What is a Bullish Harami Candlestick Pattern?
A bullish harami candlestick pattern is a two-candle reversal setup where a large bearish candle is followed by a smaller bullish candle whose real body sits inside the prior candle’s real body.
It’s a “body-inside-body” formation, with the second candle’s open and close contained within the first candle’s open and close.
What Does a Bullish Harami Candlestick Pattern Indicate?
A bullish harami signals that downside momentum has stalled, because sellers drove price lower on the first candle but failed to keep control on the next candle as buyers absorbed supply and pushed to a higher close.
The shift is from urgency (strong selling) to hesitation (smaller range and a contained body), which often appears when a down move is running out of fuel near a decision area.
Is the Bullish Harami Candlestick Pattern Bullish or Bearish?
The bullish harami is a bullish reversal pattern, because it forms after a decline and shows selling pressure fading as the market prints a contained up-close candle.
How to Identify a Bullish Harami Candlestick Pattern?
A bullish harami is identified after a downtrend, when two candles print with a large red real body followed by a smaller green real body that is fully contained inside the first candle’s real body.
- Market context: a clear downswing or downtrend into the pattern
- Candle 1: large bearish candle with a relatively large real body
- Candle 2: smaller bullish candle
- Containment rule: candle 2 open and close fall within candle 1 open and close (wicks can extend beyond)
How to Trade a Bullish Harami Candlestick Pattern?
To trade a bullish harami, wait for confirmation that buyers can follow through, then enter long with risk defined below the pattern’s low and manage the trade into the next resistance area.
- Entry: buy on a confirmation candle that closes above the harami high, or use a stop-entry just above the harami high after it forms.
- Stop-loss: place the stop below the low of the two-candle formation (often below candle 1’s low).
- Invalidation: a clean break below the pattern low cancels the reversal thesis.
- Targets: take profits into nearby resistance (prior swing high, breakdown level, or a key moving average) and trail a stop if price trends.
- Filters: the setup trades best when it forms into a support zone and the confirmation candle shows strength (range expansion and a firm close).
What Happens After a Bullish Harami Candlestick Pattern?
After a bullish harami, price either follows through into a relief rally that retests overhead resistance, or it chops and rolls over if buyers fail to defend the pattern low.

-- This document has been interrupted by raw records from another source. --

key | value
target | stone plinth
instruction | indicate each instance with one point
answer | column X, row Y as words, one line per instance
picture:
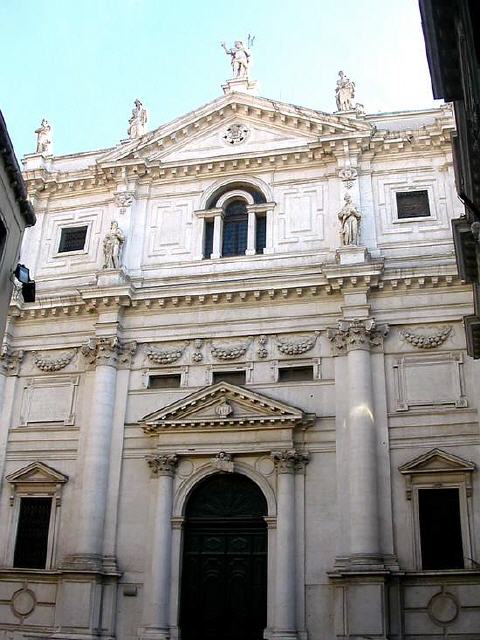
column 240, row 85
column 352, row 254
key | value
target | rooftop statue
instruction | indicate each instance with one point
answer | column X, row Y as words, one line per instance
column 137, row 121
column 240, row 57
column 349, row 222
column 344, row 93
column 44, row 137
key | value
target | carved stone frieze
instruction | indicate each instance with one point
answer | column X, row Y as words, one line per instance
column 426, row 341
column 297, row 346
column 230, row 351
column 162, row 464
column 53, row 364
column 10, row 359
column 290, row 460
column 165, row 356
column 108, row 351
column 223, row 461
column 356, row 334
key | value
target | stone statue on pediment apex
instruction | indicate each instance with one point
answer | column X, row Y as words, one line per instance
column 344, row 93
column 44, row 137
column 138, row 121
column 240, row 57
column 112, row 247
column 349, row 222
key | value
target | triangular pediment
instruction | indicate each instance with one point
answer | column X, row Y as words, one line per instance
column 271, row 124
column 37, row 473
column 437, row 461
column 225, row 405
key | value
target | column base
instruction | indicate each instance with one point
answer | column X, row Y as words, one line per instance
column 154, row 633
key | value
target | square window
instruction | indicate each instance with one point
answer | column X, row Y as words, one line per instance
column 233, row 377
column 31, row 544
column 295, row 374
column 72, row 239
column 412, row 204
column 165, row 381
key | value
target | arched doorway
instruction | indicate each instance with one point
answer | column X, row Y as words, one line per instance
column 224, row 576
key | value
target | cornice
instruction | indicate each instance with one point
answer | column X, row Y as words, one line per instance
column 329, row 280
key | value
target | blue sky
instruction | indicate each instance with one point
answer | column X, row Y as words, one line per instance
column 81, row 63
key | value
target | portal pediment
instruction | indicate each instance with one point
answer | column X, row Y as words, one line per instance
column 222, row 406
column 269, row 125
column 437, row 461
column 37, row 473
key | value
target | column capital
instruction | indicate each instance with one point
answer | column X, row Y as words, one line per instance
column 162, row 464
column 10, row 360
column 356, row 334
column 290, row 460
column 109, row 351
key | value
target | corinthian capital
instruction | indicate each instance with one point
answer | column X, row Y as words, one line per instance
column 10, row 360
column 356, row 334
column 108, row 351
column 162, row 464
column 290, row 460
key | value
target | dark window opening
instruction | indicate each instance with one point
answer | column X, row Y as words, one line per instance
column 3, row 238
column 295, row 374
column 261, row 234
column 235, row 229
column 164, row 381
column 440, row 529
column 208, row 239
column 412, row 204
column 32, row 533
column 233, row 377
column 72, row 239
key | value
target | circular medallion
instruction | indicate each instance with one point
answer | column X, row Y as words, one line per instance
column 23, row 602
column 235, row 134
column 443, row 608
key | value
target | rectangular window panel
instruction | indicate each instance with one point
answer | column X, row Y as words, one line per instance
column 261, row 234
column 412, row 204
column 295, row 374
column 32, row 533
column 164, row 381
column 440, row 529
column 234, row 377
column 208, row 239
column 72, row 239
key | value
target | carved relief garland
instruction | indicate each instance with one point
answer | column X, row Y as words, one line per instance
column 426, row 341
column 297, row 346
column 165, row 356
column 53, row 364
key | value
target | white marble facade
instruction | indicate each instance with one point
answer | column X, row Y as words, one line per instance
column 391, row 406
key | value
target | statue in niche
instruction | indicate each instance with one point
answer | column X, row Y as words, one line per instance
column 240, row 57
column 138, row 120
column 112, row 247
column 349, row 222
column 344, row 93
column 44, row 137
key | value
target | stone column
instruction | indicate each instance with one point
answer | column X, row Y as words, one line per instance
column 286, row 463
column 217, row 234
column 251, row 232
column 105, row 354
column 157, row 588
column 356, row 338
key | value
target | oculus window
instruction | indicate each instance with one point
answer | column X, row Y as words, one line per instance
column 72, row 239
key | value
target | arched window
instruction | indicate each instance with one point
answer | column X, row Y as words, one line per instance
column 235, row 229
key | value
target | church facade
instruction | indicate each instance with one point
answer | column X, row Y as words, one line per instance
column 241, row 406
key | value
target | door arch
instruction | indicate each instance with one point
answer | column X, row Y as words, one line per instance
column 224, row 575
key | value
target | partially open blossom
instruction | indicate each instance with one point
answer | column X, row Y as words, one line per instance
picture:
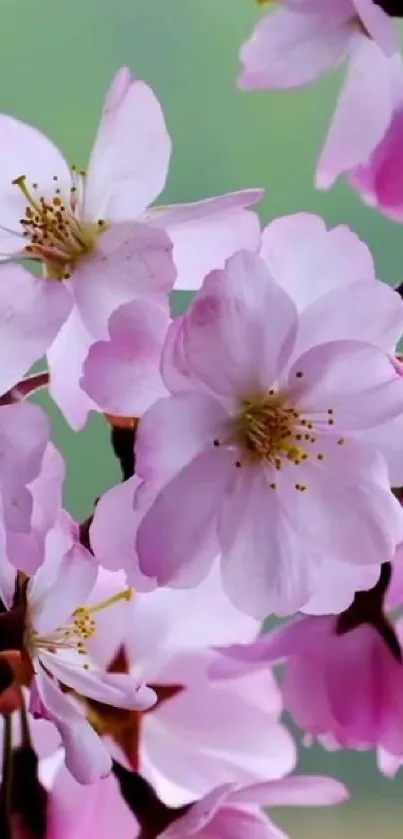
column 51, row 629
column 97, row 240
column 343, row 675
column 200, row 732
column 304, row 39
column 232, row 810
column 259, row 445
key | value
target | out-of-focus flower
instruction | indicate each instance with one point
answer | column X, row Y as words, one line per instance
column 199, row 733
column 228, row 810
column 302, row 40
column 343, row 676
column 259, row 444
column 379, row 177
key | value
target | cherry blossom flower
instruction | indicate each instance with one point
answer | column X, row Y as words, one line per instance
column 314, row 266
column 304, row 39
column 259, row 445
column 343, row 677
column 231, row 810
column 199, row 733
column 52, row 628
column 97, row 240
column 228, row 810
column 378, row 178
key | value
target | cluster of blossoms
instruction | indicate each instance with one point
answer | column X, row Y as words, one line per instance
column 260, row 440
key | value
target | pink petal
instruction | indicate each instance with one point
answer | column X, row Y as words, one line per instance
column 132, row 260
column 234, row 738
column 8, row 573
column 225, row 338
column 355, row 380
column 78, row 811
column 265, row 565
column 206, row 233
column 160, row 451
column 25, row 152
column 24, row 435
column 112, row 533
column 380, row 179
column 307, row 260
column 117, row 689
column 86, row 756
column 199, row 815
column 66, row 358
column 363, row 112
column 32, row 311
column 288, row 49
column 336, row 584
column 174, row 538
column 386, row 438
column 167, row 635
column 297, row 791
column 238, row 823
column 60, row 585
column 26, row 550
column 356, row 491
column 129, row 161
column 122, row 375
column 338, row 315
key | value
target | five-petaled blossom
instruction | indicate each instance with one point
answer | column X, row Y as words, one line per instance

- Common follow-through: a push above the harami high, then a move toward the next resistance area.
- Common retest: price revisits the harami area (or nearby support) before continuing higher.

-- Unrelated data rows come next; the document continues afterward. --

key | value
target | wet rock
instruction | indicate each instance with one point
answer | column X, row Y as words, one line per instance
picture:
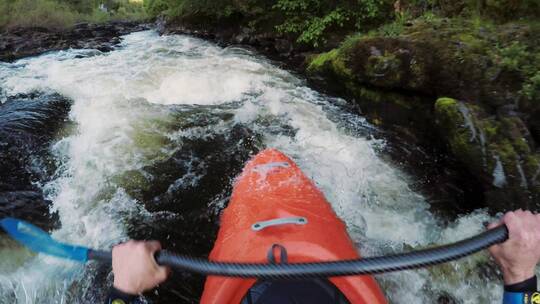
column 27, row 205
column 28, row 123
column 498, row 150
column 22, row 42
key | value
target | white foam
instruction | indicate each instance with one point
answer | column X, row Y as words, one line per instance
column 115, row 96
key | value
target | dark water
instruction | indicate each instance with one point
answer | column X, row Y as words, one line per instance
column 150, row 139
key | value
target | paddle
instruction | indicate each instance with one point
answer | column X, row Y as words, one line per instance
column 40, row 241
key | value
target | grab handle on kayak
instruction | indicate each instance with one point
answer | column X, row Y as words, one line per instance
column 296, row 220
column 40, row 241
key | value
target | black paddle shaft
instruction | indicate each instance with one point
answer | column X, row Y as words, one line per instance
column 364, row 266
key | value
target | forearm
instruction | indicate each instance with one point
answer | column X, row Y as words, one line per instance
column 524, row 292
column 118, row 297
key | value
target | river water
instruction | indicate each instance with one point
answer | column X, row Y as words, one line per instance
column 161, row 126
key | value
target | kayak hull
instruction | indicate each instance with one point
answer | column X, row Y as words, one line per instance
column 272, row 187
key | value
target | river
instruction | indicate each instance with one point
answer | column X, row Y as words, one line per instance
column 159, row 129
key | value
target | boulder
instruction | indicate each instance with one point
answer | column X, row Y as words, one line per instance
column 498, row 150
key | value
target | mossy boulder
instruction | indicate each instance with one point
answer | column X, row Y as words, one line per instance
column 498, row 150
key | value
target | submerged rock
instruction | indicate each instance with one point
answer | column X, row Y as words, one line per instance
column 22, row 42
column 493, row 132
column 28, row 123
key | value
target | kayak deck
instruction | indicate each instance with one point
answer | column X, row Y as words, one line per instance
column 273, row 202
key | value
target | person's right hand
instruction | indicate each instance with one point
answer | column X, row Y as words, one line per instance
column 519, row 255
column 134, row 267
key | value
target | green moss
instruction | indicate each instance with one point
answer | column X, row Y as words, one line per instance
column 384, row 69
column 445, row 103
column 332, row 62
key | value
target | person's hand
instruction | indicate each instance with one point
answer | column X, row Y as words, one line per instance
column 134, row 267
column 519, row 255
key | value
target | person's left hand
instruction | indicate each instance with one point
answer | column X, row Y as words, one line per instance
column 134, row 267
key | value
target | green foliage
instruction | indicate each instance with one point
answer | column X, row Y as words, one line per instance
column 31, row 13
column 312, row 20
column 531, row 88
column 65, row 13
column 520, row 58
column 155, row 7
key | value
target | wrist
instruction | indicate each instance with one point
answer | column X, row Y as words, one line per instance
column 126, row 288
column 516, row 276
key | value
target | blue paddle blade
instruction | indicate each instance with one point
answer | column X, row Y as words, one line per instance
column 40, row 241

- Common failure mode: a weak bounce that stalls quickly, followed by a breakdown below the pattern low and trend continuation lower.
What are the Different Types of Bullish Harami Candlestick Patterns?
The main bullish harami variant is the bullish harami cross, where the second candle is a doji instead of a small bullish real body, tightening the “indecision” message inside the prior bearish candle.